Sung Jang, an international student at UC and HNMUN participant, was the head delegate on the historical General Assembly, 1979 committee and this year’s conference was his 18th model U.N. conference. This was his first conference in North American after previously participating in Model U.N. conferences in Singapore and Vietnam.
Jang believes that one of the most important aspects of this conference is that students get to meet people from all different walks of life and experience how other countries operate, politically.
UC is a small, private college in Central New York, situated between larger universities such as Syracuse, Albany and Cornell. Many would think that UC would not have the opportunity to participate in such a large conference like this but despite the college’s size, UC offers world-class opportunities like attending the HNMUN conference.
This conference is one that Utica College’s Utica Model United Nations Student Club works toward every year and brings a level of pride to the college. Kwon believes that with what this club is doing, students should be more aware of international politics and how the United Nations operates.

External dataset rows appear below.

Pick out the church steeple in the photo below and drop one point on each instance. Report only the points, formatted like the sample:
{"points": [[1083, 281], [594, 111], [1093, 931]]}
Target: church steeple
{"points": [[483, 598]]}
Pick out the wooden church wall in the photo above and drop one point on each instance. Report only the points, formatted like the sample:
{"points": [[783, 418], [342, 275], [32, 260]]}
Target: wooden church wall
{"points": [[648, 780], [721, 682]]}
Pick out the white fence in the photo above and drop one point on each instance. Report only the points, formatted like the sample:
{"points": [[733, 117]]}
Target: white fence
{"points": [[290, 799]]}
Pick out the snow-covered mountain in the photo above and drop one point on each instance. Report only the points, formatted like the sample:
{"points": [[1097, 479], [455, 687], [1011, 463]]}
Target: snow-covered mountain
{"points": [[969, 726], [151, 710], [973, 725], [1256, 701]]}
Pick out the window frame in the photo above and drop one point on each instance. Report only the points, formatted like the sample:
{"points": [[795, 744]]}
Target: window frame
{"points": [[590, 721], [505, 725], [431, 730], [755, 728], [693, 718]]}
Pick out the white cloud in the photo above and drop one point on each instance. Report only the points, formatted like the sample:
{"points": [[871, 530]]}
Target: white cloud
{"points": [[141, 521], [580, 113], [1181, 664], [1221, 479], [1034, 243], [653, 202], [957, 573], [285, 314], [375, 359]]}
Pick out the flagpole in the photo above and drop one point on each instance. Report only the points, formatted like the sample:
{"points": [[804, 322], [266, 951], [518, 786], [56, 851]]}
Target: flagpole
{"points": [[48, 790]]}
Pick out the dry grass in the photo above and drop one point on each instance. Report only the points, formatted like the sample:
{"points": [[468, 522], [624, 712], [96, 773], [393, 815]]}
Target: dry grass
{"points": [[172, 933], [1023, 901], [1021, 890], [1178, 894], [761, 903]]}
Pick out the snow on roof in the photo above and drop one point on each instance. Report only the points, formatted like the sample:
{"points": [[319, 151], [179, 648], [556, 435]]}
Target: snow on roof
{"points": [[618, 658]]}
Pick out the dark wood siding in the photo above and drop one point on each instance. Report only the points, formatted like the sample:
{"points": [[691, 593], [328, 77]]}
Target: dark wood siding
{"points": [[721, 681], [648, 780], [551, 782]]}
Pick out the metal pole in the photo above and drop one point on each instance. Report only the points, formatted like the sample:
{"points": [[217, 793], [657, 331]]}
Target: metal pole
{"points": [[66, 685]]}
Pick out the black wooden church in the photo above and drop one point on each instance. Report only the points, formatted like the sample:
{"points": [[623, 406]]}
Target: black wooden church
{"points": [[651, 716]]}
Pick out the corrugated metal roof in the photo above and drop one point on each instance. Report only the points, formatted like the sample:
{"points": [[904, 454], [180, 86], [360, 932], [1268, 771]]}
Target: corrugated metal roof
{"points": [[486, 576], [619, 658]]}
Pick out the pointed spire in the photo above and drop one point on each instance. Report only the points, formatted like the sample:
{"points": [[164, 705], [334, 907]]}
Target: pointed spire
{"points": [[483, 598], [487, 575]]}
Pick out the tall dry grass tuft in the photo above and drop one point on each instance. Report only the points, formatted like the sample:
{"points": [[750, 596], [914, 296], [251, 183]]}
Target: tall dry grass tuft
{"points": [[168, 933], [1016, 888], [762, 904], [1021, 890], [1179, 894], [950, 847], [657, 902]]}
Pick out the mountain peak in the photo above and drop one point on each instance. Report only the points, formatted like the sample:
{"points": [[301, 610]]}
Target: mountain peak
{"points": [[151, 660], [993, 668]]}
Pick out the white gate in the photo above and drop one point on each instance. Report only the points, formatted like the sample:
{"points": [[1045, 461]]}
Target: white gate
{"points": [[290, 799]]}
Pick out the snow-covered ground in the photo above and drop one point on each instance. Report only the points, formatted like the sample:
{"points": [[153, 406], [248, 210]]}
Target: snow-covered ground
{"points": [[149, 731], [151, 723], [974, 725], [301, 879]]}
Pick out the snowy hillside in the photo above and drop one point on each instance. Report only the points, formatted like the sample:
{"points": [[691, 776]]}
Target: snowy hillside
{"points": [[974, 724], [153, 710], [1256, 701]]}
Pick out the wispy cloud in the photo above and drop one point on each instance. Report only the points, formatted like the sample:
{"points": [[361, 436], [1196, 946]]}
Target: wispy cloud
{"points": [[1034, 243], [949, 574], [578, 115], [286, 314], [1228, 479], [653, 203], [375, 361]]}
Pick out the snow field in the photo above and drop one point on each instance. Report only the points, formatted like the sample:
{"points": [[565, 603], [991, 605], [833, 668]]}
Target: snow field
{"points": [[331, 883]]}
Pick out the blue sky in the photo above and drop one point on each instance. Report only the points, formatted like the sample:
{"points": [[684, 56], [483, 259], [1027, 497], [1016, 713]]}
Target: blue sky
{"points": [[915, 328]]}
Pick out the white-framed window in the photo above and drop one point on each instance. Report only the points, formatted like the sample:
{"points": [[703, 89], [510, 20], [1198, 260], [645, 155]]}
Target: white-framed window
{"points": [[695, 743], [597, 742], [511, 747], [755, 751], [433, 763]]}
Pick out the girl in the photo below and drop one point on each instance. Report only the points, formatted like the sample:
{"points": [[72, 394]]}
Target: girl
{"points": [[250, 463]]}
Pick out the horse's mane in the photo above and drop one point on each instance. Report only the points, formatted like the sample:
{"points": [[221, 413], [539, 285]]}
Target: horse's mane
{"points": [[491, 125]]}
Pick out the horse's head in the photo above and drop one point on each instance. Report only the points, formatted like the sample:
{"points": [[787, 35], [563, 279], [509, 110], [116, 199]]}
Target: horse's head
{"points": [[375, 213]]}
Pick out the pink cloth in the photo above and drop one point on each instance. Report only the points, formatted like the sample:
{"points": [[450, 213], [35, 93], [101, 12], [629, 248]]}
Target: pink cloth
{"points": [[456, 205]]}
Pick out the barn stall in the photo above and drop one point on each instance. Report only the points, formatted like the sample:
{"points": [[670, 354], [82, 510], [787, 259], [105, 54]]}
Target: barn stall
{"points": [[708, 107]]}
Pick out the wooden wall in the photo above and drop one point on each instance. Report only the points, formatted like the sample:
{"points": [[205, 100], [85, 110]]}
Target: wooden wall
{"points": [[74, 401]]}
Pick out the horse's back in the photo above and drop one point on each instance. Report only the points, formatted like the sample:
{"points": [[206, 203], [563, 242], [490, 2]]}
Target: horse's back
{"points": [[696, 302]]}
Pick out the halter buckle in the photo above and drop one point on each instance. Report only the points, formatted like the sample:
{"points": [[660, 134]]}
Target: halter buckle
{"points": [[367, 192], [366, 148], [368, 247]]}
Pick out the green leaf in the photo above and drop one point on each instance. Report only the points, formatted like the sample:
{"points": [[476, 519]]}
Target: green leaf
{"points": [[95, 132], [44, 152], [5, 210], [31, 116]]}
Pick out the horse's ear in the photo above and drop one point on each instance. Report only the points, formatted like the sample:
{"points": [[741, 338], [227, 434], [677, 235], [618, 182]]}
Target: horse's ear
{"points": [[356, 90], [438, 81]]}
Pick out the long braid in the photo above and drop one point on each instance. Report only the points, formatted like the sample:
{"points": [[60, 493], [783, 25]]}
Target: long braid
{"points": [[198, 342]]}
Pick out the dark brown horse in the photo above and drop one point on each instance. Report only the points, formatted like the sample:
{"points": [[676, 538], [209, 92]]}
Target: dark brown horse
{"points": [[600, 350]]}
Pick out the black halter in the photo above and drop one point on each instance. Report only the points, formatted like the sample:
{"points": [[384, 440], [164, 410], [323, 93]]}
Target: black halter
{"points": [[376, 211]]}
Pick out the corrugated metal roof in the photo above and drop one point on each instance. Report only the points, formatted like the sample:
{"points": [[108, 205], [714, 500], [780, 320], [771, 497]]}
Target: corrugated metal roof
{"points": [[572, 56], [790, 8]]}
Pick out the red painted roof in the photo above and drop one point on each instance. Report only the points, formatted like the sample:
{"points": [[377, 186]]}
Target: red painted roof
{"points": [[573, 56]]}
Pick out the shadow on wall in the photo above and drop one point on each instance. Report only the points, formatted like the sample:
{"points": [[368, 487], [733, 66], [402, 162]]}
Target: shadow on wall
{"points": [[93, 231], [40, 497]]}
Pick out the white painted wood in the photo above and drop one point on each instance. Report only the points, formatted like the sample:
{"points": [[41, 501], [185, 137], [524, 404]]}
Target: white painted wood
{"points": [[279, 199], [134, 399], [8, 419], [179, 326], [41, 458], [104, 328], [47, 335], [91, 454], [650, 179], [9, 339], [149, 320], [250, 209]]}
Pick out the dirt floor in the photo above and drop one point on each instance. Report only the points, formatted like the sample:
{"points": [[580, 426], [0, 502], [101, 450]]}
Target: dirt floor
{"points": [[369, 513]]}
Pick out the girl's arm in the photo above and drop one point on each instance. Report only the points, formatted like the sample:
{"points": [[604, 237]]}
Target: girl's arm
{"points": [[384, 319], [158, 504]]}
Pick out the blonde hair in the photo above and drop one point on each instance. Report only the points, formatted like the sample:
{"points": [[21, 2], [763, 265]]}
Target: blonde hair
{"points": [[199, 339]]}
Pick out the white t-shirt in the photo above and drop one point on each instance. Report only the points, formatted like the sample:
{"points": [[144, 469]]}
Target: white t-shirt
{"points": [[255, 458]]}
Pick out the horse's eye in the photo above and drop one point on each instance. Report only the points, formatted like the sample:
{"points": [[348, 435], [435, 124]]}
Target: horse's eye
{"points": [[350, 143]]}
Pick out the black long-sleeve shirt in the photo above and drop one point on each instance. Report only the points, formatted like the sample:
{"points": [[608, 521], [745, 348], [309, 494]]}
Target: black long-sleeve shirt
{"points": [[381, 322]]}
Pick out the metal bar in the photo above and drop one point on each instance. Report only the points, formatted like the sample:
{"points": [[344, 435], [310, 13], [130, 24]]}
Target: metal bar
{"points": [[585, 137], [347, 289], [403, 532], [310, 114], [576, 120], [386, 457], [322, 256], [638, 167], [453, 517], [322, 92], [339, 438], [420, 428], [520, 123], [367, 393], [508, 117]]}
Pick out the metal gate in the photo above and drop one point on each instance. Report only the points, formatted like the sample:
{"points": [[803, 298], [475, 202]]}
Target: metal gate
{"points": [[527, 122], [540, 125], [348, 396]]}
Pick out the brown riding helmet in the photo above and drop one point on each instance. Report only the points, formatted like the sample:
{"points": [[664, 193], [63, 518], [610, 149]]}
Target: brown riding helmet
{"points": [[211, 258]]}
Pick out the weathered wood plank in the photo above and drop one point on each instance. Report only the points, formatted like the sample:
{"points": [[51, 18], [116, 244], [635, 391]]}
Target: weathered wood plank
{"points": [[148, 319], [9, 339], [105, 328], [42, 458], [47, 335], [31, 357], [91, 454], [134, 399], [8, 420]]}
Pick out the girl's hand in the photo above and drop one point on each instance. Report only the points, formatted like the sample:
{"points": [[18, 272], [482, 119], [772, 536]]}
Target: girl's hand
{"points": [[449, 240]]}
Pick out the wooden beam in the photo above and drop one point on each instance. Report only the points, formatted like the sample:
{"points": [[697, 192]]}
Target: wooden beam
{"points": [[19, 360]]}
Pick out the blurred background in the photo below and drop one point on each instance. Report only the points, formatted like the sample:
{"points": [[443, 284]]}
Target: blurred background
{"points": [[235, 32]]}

“We can’t imagine International Politics without the United Nations in the 21st century,” Kwon said. “The UN has been doing a good job at fulfilling its three main goals in the last seven decades: Peace, Human Rights, and Economic Development. Participation in the Harvard Model UN would allow our Utica students to have hands-on knowledge about how the United Nations runs. It also would serve as an opportunity for our students to raise awareness of many critical issues in the world.”